Chlorine alone does not make your hair green. Copper, iron, and magnesium are found in the pool water, and they all cause your hair to become green. However, chlorine plays a role in the oxidation of these metals. After the metals have adhered to your hair, they make it green and drab, making your hair seem ashy and lifeless.

How Can You Get Rid of the Green Color In Your Hair? 

Copper, manganese, and other heavy metals like iron and manganese in pool water may taint your hair a dull, ashy green if you have light hair. Swimmers' hair is the less-than-pleasing nickname for it.

Swimming may cause green hair, but several home treatments can help.

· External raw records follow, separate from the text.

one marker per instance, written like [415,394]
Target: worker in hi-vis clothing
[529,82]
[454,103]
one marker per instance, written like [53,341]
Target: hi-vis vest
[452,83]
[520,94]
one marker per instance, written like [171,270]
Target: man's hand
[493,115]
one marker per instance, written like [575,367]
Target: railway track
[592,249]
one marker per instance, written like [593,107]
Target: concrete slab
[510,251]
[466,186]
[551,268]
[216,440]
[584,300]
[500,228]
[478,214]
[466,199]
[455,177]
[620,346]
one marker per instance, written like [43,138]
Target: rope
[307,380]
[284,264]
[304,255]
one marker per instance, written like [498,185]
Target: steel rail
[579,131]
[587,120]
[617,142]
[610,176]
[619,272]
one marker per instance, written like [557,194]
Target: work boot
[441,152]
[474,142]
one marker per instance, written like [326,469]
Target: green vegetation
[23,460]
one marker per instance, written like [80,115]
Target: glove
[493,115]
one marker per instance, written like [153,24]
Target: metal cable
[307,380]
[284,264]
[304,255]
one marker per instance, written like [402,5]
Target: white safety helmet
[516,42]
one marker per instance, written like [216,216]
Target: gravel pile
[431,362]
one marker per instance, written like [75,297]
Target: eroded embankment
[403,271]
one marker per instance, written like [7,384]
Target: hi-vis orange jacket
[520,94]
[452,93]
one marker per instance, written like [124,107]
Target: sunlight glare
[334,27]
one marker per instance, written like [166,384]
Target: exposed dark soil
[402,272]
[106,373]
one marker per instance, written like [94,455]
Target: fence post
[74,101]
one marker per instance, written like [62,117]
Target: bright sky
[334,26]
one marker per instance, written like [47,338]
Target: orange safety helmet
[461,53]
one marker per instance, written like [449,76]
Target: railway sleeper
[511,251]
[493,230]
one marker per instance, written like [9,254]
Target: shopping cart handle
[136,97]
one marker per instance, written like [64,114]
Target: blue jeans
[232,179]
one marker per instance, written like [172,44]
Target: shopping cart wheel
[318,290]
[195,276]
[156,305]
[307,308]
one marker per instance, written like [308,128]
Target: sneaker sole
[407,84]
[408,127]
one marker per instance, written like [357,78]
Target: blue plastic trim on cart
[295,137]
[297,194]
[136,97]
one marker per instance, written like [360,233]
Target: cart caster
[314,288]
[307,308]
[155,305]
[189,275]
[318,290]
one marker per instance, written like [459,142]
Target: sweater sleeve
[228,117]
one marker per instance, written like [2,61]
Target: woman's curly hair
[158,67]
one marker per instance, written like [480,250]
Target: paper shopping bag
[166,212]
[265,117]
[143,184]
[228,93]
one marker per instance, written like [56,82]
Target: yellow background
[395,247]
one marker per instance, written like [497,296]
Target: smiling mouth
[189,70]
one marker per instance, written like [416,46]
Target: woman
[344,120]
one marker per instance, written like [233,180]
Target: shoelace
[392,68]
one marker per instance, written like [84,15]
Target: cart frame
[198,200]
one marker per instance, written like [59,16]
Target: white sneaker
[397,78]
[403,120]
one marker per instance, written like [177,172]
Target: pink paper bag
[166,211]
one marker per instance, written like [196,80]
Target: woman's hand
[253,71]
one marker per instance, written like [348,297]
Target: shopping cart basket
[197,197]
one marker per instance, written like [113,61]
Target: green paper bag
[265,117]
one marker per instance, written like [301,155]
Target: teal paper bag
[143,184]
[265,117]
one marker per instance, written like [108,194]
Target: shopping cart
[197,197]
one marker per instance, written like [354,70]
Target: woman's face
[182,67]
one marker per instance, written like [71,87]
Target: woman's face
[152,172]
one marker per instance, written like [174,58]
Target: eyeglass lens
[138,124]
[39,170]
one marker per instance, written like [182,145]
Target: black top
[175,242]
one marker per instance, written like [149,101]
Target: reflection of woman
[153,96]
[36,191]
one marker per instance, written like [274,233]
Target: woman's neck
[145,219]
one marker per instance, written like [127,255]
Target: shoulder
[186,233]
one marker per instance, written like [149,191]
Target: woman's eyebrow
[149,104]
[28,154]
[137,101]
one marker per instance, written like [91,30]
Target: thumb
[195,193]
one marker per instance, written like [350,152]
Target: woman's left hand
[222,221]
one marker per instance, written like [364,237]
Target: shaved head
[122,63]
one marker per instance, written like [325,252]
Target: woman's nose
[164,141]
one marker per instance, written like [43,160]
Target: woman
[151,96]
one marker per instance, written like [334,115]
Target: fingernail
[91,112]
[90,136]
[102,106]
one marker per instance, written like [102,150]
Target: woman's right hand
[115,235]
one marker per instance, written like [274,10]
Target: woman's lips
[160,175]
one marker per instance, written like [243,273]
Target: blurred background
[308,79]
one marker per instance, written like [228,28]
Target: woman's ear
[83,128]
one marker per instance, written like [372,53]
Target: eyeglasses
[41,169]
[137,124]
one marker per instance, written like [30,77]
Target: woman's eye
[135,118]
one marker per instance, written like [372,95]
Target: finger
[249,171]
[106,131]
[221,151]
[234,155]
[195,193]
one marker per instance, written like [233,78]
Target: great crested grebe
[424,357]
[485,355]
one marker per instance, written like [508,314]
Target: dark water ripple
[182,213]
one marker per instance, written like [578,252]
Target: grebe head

• A mixture of baking powder and water applied to the hair

• Wash with lemon juice.

• Shampoo with coke.

• Rinse your hair with an eight-crushed-aspirin-and-water solution.

• Swimming-specific hair care products, such as shampoos and conditioners

It goes without saying that the greatest defense is to avoid having your hair turn green in the very first place by following our haircare tips above.

In certain cases, it may take a long time to restore your hair to its normal luster and volume, so just be patient and seek out expert treatment if necessary. As you wait for your hair to grow back, shampoo and condition your hair daily.


Final Thoughts

Chlorinated water may cause hair damage if you spend too much time in it. You can't undo what's already been done, but you can limit the damage by seeing your stylist regularly to get split ends trimmed.

After that, be gentle with your hair strands! When styling hair, avoid using too many hot tools (and always apply a heat protectant if you do) and avoid using tight elastics that might damage the roots. Healthy new growth may be maintained by following these safety measures.

Ignoring the damaging effects of chlorine on your hair may have disastrous results. Protecting your hair against chlorine will ensure that it remains healthy and strong throughout the summer months, with no trace of green.